Com a saída de Paulo Veiga, do Ministério da Economia Marítima, o Governo é composto por 27 membros, contra os 20 que iniciaram a legislatura anterior, com o número de mulheres a subir de quatro para nove. Jorge Santos, anterior presidente do Parlamento, foi chamado à última hora para o Ministério das Comunidades, depois de ver a sua candidatura à presidência do Parlamento inviabilizada.
O PAICV, maior partido da oposição, acusou, na altura, o primeiro-ministro de formar “o Governo mais gordo da história” do país, de 28 elementos, que irá custar mais 400 mil contos.
Esta solução de UCS, conforme o líder do Grupo Parlamentar do PAICV, João Baptista Pereira, “se configura mais grave ainda quando se sabe que num contexto económico e social totalmente diferente, em 2016, vossa excelência prometeu aos cabo-verdianos (na legislatura anterior) formar um Governo pequeno, com o máximo de entre a dez a 12 ministros, incluindo o chefe do Governo, traduzido numa poupança de mais de 200 mil contos por ano a serem aplicados no financiamento do Rendimento Social de Inclusão”.
“Se seguir este raciocínio e se havia razão para que aquela pomposa declaração de intenção, rapidamente se conclui que vossa excelência estará hoje a retirar recursos de inclusão social para alimentar o alargamento do seu Governo”, acusou.
Gastos públicos sem solução à vista
O ex-governador do Banco de Cabo Verde e antigo ministro das Finanças, João Serra, considera, num artigo de opinião publicado neste número do A NAÇÃO (pag. xxx), que, na proposta do OE para 2022, “não se desvenda” nenhum esforço de racionalização e contenção das despesas de funcionamento do Estado.
“Antes pelo contrário: mesmo perante uma forte redução das receitas públicas desde 2020, as despesas públicas correntes praticamente não diminuem relativamente ao Orçamento Retificativo de 2021, devendo reduzir-se apenas 2,2%, enquanto que o investimento público sofre uma contração muito mais acentuada, de 6,3%. Portanto, é um Orçamento demasiado sustentado naquilo que é, não o investimento público, mas sim o consumo público ao nível das despesas de funcionamento”, realça.
João Serra afirma ainda que, caso o OE 2022 fora aprovado nos termos propostos “vai sobrecarregar as famílias e as empresas com um enorme aumento da carga fiscal (IVA, DI), numa altura em que os cabo-verdianos já estão a viver uma escalada generalizada de preços, e a inflação sobe”.
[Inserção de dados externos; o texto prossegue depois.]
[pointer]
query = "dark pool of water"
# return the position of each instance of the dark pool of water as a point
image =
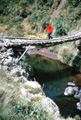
(54, 76)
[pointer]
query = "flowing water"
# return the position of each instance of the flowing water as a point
(54, 76)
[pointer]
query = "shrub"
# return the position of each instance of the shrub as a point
(60, 27)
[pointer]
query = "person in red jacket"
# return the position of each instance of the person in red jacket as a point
(49, 29)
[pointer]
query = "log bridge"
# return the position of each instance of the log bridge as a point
(22, 41)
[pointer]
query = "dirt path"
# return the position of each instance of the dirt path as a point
(46, 53)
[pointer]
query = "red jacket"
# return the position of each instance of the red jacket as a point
(49, 29)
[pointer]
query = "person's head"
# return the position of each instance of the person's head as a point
(47, 23)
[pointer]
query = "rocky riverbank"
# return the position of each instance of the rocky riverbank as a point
(27, 90)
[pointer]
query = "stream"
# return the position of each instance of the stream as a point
(53, 77)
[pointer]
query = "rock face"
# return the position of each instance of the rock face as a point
(75, 91)
(28, 90)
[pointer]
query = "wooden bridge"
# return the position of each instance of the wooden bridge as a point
(21, 41)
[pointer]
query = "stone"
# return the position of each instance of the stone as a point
(79, 106)
(69, 91)
(71, 83)
(20, 79)
(50, 106)
(23, 92)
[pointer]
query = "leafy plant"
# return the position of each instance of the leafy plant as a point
(60, 27)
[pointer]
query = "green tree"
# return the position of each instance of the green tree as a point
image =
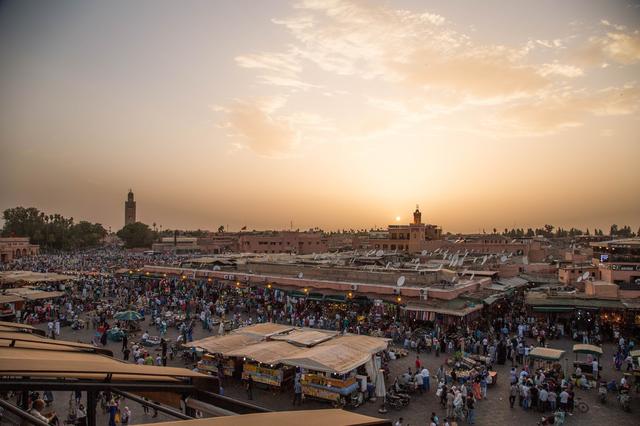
(136, 234)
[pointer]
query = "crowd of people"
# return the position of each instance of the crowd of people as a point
(505, 336)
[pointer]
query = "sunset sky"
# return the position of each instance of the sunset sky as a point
(334, 114)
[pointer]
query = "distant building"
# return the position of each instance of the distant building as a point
(129, 210)
(618, 262)
(411, 238)
(294, 242)
(16, 247)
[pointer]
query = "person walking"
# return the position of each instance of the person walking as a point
(471, 410)
(425, 379)
(512, 394)
(297, 393)
(249, 387)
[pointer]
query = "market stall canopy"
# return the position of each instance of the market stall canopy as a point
(224, 344)
(29, 277)
(10, 298)
(587, 349)
(266, 352)
(305, 336)
(360, 343)
(334, 358)
(264, 329)
(55, 363)
(17, 339)
(32, 294)
(128, 316)
(332, 417)
(546, 354)
(18, 327)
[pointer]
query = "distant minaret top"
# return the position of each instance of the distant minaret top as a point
(417, 216)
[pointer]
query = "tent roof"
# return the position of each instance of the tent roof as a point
(546, 353)
(333, 358)
(332, 417)
(587, 349)
(225, 344)
(305, 336)
(10, 298)
(266, 352)
(360, 343)
(26, 340)
(265, 329)
(74, 364)
(32, 277)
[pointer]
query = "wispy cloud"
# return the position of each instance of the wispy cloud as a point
(422, 66)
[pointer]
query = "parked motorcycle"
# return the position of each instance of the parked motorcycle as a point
(602, 393)
(625, 400)
(397, 400)
(557, 419)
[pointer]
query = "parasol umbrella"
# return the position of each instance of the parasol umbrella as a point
(128, 316)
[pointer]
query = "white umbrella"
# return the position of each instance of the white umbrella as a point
(381, 390)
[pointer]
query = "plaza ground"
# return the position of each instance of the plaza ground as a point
(494, 410)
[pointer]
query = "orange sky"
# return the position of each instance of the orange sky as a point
(334, 114)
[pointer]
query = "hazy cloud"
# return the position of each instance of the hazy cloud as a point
(617, 44)
(570, 109)
(258, 127)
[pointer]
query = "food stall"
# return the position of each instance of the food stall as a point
(466, 368)
(586, 365)
(261, 362)
(329, 373)
(549, 360)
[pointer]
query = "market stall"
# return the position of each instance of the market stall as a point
(586, 364)
(549, 361)
(329, 373)
(467, 367)
(261, 362)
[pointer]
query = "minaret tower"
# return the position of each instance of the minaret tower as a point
(129, 209)
(417, 216)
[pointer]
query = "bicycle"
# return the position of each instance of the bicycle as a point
(582, 406)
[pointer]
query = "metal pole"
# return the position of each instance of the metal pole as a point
(152, 404)
(91, 408)
(23, 414)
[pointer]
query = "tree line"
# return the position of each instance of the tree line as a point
(550, 231)
(51, 231)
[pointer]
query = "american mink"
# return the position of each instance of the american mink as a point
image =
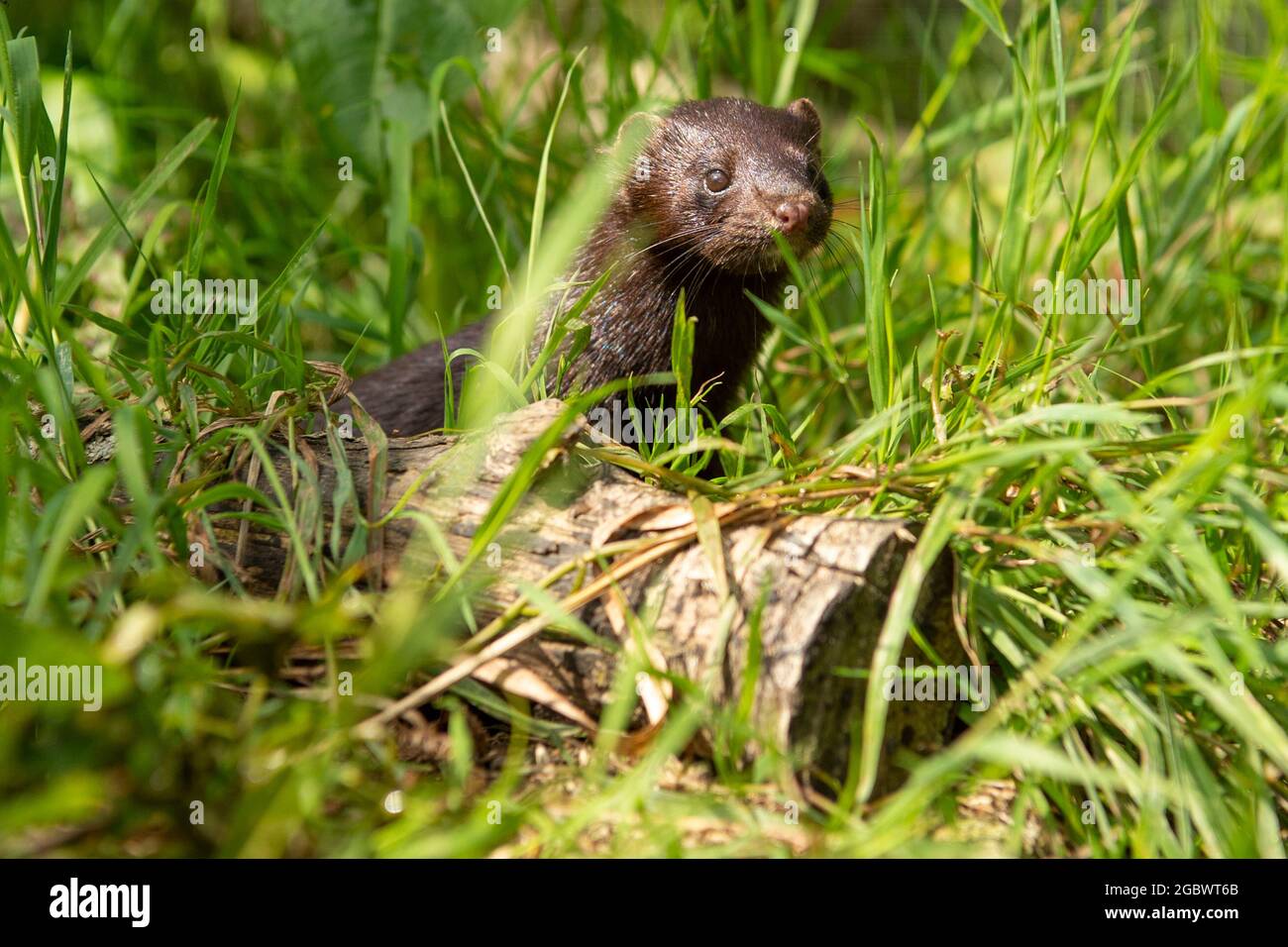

Este economista chama a atenção do facto de a inflação ser um imposto escondido, que faz com que as pessoas percam o poder de compra: “Na verdade, as medidas de política fiscal para atenuar os impactos do aumento da tarifa da eletricidade, constantes da proposta de OE2022, muito pouco contribuirão para o alívio do aumento generalizado dos preços, em que apenas os combustíveis já acumularam um aumento de 60,7% de outubro de 2020 a outubro de 2021 e de 22,4% ao longo do ano de 2021”.
Para João Serra, o aumento de 10% sobre o direito de importação do gasóleo “é absolutamente uma má medida” face aos “aumentos brutais” dos preços dos combustíveis. “Também o é, o aumento do IVA de 15 para 17%, num contexto da existência de um aumento generalizado de preços”.